Combien et quelles sont les exactions commises à l’endroit des catholiques ? Qui commet ces exactions ?

C’est pour ainsi dire impossible à quantifier précisément. Les chiffres du ministère de l’Intérieur concernant les actes anti-religieux sont vagues et reflètent mal l’ampleur du phénomène. Les actions, crimes et actes hostiles menés à l’encontre des catholiques sont pourtant très nombreux et en constante augmentation. Entre la presse locale, les communiqués de l’institution, les couloirs des palais de Justice bondés et les alarmes régulièrement lancées par les acteurs du patrimoine historique, on a un aperçu assez préoccupant du phénomène.
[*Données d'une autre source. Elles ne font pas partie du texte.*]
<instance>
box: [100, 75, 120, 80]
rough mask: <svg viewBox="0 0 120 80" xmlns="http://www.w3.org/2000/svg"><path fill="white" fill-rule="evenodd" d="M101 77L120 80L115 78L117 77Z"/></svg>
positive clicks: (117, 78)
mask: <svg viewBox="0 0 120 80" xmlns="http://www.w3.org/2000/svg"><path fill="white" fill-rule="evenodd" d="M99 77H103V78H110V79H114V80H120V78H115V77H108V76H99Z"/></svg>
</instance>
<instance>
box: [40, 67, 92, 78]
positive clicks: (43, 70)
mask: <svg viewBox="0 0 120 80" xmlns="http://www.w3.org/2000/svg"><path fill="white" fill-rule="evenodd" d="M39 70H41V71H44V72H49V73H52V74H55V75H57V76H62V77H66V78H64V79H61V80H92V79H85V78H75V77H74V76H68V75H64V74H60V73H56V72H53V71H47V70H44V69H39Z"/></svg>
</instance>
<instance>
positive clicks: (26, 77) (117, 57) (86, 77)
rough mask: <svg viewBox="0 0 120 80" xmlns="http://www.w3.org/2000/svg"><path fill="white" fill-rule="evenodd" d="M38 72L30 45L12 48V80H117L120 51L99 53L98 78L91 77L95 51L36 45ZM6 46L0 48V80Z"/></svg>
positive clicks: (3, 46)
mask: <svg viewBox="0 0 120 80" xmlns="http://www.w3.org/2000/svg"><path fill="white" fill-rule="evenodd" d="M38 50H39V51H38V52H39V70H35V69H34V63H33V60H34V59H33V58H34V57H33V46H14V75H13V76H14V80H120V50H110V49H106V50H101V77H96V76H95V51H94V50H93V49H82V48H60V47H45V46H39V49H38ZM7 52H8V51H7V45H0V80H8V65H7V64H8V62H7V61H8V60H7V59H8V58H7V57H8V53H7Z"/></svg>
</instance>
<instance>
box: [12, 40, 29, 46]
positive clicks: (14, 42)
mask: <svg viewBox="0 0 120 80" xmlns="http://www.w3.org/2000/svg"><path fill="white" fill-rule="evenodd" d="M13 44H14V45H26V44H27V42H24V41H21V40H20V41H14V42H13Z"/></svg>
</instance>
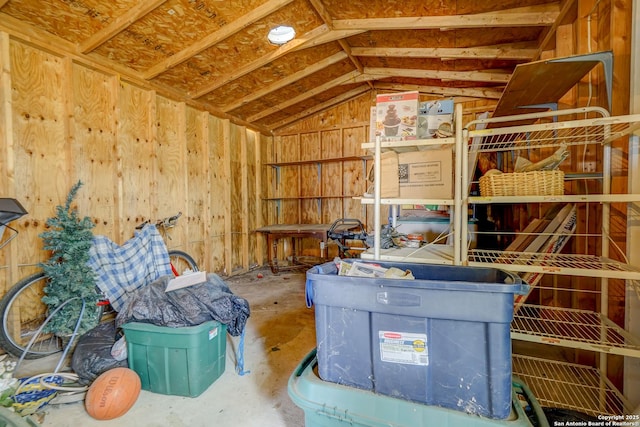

Comme il y a pléthore de crimes, il y a pléthores d’acteurs : les associations laïcardes, les mouvements antifas, les islamistes, les groupuscules féministes… Toutes ces entités démontrent que la seule convergence des luttes, la seule « intersectionnalité » qui vaille consiste à enlever l’église du centre du village de toutes les manières possibles.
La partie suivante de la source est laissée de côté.